Abundnce10
Abundnce10

Reputation: 2210

Scraping content from AJAX onclick pop-up

I'm attempting to scape information from this page using Python: https://j2c-com.com/Euronaval14/catalogueWeb/catalogue.php?lang=gb. I'm specifically interested in the pop-up that occurs when you click on an individual exhibitor's name. The challenging part is it uses a lot of JavaScript to make AJAX calls to load the data.

I've examined the network calls when clicking on an exhibitor and it appears that the AJAX call goes to this URL (for the first exhibitor in the list, "A.I.A.D. and MOD ITALY"): https://j2c-com.com/Euronaval14/catalogueWeb/ajaxSociete.php?cle=D000365D000365&rnd=0.005115277832373977

I understand where the cle parameter comes from (the id with the <span> tag), however, what I don't quite get is where the rnd parameter is derived. Is it simply just a random number? I tried supplying a random number with each request but the html returned is missing the actual content of the pop-up.

This leads me to believe that either the rnd attribute isn't a random number, or I need some type of cookie present in order for the actual data to come through in the request.

Here's my code so far, I'm using Requests and BeautifulSoup to parse the html:

import random
import decimal
import requests
from bs4 import BeautifulSoup

#base_url = 'https://j2c-com.com/Euronaval14/catalogueWeb/catalogue.php?lang=gb'
base_url = 'https://j2c-com.com/Euronaval14/catalogueWeb/cataloguerecherche.php?listeFavoris=&typeRecherche=1&typeRechSociete=&typeSociete=&typeMarque=&typeDescriptif=&typeActivite=&choixSociete=&choixPays=&choixActivite=&choixAgent=&choixPavillon=&choixZoneExpo=&langue=gb&rnd=0.1410133063327521'


def generate_random_number(i,d):
    "Produce a random between 0 and 1, with 16 decimal digits"
    return str(decimal.Decimal('%d.%d' % (random.randint(0,i),random.randint(0,d))))

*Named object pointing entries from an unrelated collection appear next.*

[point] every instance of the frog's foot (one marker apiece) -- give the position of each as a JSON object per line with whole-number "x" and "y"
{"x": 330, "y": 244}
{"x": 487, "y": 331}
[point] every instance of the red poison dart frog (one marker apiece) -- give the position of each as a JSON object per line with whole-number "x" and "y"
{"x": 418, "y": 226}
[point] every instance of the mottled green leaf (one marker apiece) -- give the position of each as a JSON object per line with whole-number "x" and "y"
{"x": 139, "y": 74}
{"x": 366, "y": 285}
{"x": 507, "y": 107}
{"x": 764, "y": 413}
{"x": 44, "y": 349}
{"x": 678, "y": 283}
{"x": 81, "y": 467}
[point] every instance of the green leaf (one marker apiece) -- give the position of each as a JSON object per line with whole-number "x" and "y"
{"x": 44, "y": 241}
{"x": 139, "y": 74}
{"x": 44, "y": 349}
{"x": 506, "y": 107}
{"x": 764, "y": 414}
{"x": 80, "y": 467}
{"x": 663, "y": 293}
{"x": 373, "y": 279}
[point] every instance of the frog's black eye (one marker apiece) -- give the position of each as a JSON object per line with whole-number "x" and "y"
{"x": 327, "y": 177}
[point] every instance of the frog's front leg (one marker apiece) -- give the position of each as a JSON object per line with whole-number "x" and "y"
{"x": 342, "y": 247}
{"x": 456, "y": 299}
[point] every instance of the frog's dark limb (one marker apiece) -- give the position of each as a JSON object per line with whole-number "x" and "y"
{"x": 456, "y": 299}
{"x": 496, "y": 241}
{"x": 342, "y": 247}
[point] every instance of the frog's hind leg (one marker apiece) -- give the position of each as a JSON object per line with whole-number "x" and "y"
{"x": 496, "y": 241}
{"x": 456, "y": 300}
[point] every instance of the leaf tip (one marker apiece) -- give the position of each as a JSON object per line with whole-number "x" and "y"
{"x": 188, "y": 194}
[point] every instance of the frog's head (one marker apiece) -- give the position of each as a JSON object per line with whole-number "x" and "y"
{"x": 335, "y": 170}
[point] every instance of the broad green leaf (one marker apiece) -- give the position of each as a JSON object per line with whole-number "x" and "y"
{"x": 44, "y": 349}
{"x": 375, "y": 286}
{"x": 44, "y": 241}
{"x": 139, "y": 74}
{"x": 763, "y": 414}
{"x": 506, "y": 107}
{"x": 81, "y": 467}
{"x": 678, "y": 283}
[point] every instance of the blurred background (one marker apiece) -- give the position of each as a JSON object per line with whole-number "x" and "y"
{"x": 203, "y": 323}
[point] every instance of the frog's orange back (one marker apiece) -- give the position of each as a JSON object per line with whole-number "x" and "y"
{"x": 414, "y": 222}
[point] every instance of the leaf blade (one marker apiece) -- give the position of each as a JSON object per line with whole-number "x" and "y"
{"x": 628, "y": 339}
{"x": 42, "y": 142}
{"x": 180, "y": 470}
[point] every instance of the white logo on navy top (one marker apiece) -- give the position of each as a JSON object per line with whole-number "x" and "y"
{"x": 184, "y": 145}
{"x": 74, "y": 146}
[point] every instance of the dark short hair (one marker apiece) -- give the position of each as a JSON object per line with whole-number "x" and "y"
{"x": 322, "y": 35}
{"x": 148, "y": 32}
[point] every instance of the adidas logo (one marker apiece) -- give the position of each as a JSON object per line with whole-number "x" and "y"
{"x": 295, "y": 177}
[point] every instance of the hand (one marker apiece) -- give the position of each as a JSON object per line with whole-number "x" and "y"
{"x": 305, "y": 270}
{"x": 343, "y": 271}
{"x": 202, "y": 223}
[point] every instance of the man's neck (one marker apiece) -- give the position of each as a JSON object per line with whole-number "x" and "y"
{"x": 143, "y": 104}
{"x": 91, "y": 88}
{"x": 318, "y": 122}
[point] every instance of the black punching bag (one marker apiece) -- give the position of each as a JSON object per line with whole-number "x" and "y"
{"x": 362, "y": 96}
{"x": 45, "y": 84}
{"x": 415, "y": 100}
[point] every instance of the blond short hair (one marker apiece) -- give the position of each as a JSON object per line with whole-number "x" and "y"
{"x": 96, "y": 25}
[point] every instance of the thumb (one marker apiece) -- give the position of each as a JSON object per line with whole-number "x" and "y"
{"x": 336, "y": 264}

r = requests.get(base_url)
soup = BeautifulSoup(r.text)

table = soup.find('table', {'id':'tableResultat'})

trs = table.findAll('tr')


for tr in trs:
    span = tr.find('span')
    cle = span.get('id')

    url = 'https://j2c-com.com/Euronaval14/catalogueWeb/ajaxSociete.php?cle=' + cle + '&rnd=' + generate_random_number(0,9999999999999999)
    pop = requests.post(url)

    print url
    print pop.text

    break

Can you help me understand how I can successfully capture the pop-up data, or what I'm doing wrong? Thanks in advance!

Upvotes: 1

Views: 1585

Answers (1)

alecxe
alecxe

Reputation: 473833

It is not about the rnd parameter. It is completely random and filled up by Math.random() js function.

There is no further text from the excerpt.